Di nuovo sarebbe toccato a padre Casimiro accendere la miccia. Avvenne il 7
dicembre del 1943 quando, a tu per tu con una Chiara 23enne nella chiesetta dei Cappuccini di Trento, ebbe il privilegio di assistere al
suo sì incondizionato: «Eravamo soli. Dissi Messa e lì Chiara si offrì a Dio,
promise povertà, obbedienza e castità e partì per la sua grande avventura.
Nasceva il Movimento dei Focolari...».
Un numero sempre maggiore di ragazze e ragazzi di Trento si lasciarono
contagiare e la seguirono, soccorrendo con lei l’umanità dolente sotto le
bombe. «Chiara infiammava chiunque la incontrasse.

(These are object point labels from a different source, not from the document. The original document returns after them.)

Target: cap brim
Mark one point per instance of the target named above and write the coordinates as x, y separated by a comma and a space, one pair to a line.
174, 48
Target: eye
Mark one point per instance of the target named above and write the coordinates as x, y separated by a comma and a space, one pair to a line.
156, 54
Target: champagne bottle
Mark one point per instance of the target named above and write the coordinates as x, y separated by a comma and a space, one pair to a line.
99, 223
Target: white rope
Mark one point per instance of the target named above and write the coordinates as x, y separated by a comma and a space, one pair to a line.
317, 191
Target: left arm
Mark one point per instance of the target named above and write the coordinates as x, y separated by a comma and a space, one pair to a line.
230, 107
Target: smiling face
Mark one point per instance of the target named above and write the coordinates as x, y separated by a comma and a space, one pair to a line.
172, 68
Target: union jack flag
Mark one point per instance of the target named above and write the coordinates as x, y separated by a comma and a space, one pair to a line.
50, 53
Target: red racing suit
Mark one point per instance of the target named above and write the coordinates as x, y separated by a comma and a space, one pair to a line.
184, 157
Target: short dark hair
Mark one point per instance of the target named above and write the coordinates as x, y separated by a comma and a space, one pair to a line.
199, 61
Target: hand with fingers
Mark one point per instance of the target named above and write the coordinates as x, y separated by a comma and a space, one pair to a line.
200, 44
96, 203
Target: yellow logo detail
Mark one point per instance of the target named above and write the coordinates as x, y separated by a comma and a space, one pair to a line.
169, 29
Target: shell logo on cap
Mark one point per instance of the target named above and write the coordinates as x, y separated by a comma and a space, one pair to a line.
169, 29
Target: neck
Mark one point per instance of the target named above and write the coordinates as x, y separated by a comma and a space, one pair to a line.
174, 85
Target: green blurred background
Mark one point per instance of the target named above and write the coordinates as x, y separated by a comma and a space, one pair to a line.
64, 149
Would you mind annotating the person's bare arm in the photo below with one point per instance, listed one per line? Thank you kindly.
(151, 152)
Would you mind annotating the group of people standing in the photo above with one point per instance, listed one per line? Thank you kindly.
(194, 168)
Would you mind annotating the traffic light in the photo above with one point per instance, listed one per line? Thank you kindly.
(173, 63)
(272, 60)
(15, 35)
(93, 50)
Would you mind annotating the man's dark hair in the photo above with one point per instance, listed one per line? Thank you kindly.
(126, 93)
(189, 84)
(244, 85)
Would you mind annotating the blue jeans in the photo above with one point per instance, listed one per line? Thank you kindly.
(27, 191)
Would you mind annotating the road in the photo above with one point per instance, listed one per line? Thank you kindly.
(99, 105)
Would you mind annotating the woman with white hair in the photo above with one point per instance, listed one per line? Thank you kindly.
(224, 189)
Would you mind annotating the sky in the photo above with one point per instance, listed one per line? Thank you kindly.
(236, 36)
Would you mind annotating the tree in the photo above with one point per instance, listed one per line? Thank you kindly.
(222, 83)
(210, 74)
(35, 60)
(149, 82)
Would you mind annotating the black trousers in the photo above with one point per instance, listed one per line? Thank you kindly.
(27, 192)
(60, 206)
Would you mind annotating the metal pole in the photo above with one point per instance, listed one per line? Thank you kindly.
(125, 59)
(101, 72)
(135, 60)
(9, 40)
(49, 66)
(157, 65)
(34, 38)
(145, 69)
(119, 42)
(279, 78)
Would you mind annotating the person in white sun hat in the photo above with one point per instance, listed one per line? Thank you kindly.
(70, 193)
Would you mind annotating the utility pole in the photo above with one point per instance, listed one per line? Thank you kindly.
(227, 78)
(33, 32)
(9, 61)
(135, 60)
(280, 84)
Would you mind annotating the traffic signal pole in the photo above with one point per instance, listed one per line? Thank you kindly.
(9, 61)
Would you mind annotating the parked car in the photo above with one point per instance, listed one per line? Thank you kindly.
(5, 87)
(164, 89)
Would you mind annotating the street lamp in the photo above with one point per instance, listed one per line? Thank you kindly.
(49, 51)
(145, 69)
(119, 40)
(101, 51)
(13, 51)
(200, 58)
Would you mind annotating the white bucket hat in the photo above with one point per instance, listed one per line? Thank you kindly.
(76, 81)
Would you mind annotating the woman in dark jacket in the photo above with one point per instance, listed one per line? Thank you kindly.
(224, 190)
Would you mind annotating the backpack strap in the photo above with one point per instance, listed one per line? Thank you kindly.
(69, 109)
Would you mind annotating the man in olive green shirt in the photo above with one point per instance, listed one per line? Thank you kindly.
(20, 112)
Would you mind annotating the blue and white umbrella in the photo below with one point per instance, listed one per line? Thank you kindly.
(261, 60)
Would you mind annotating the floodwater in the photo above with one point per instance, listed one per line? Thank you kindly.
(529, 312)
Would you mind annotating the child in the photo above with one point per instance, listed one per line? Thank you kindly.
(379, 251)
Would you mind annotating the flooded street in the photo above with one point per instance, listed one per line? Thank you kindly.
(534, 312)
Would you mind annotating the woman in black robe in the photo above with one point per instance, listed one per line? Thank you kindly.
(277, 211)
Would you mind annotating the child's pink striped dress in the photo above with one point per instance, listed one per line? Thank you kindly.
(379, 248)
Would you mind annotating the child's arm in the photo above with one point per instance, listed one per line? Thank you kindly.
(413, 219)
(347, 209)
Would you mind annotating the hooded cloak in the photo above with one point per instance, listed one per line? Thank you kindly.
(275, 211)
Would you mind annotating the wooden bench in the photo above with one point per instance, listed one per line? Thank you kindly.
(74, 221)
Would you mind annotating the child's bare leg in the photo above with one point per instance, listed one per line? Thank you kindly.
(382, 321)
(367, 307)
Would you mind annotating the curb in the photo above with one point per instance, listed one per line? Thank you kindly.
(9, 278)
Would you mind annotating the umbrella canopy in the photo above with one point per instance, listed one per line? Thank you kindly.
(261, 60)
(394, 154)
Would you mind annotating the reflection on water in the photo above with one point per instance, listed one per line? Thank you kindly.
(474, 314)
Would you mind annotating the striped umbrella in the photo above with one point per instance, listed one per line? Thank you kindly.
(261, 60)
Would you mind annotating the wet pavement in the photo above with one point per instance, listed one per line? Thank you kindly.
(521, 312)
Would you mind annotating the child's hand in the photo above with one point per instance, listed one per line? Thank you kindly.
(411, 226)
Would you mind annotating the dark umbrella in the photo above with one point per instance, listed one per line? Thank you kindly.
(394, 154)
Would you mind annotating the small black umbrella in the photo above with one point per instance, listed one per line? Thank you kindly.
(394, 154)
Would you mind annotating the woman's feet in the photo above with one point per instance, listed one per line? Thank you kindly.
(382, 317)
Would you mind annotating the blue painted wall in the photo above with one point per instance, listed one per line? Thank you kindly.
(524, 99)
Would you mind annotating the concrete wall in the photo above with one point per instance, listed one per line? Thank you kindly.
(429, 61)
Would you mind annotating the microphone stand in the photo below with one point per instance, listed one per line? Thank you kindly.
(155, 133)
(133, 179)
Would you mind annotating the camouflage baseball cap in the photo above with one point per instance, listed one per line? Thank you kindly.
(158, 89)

Ricordo benissimo l’impressione che riscossero un giorno a Trento tutte quelle
ragazze che passavano, quasi duecento, belle, ordinate, ben vestite, alla testa
del Corpus Domini... Un primo nucleo di giovani andò a vivere con lei nella
prima casetta del Movimento, sotto il nostro convento». Ed è lì che per la
terza volta il cappuccino si fa inconsapevole veicolo di Dio: «Una di loro, Doriana, andando ad
assistere i senzatetto si era ammalata e quel giorno Chiara mi chiese di
portarle l’Eucarestia a casa. Era il 1944». Una scena
mai dimenticata: nel letto Doriana, lì accanto,
seduta, Chiara. Al giovane frate salì spontanea una domanda, ancora oggi non sa
spiegarsi come: qual è l’istante in cui Gesù ha sofferto di più? Chiara provò a
rispondergli: «Nell’orto dei Getsemani?». Il frate la
corresse: «No, fu quando gridò al suo stesso Padre "perché mi hai
abbandonato?", quello è stato il momento più atroce».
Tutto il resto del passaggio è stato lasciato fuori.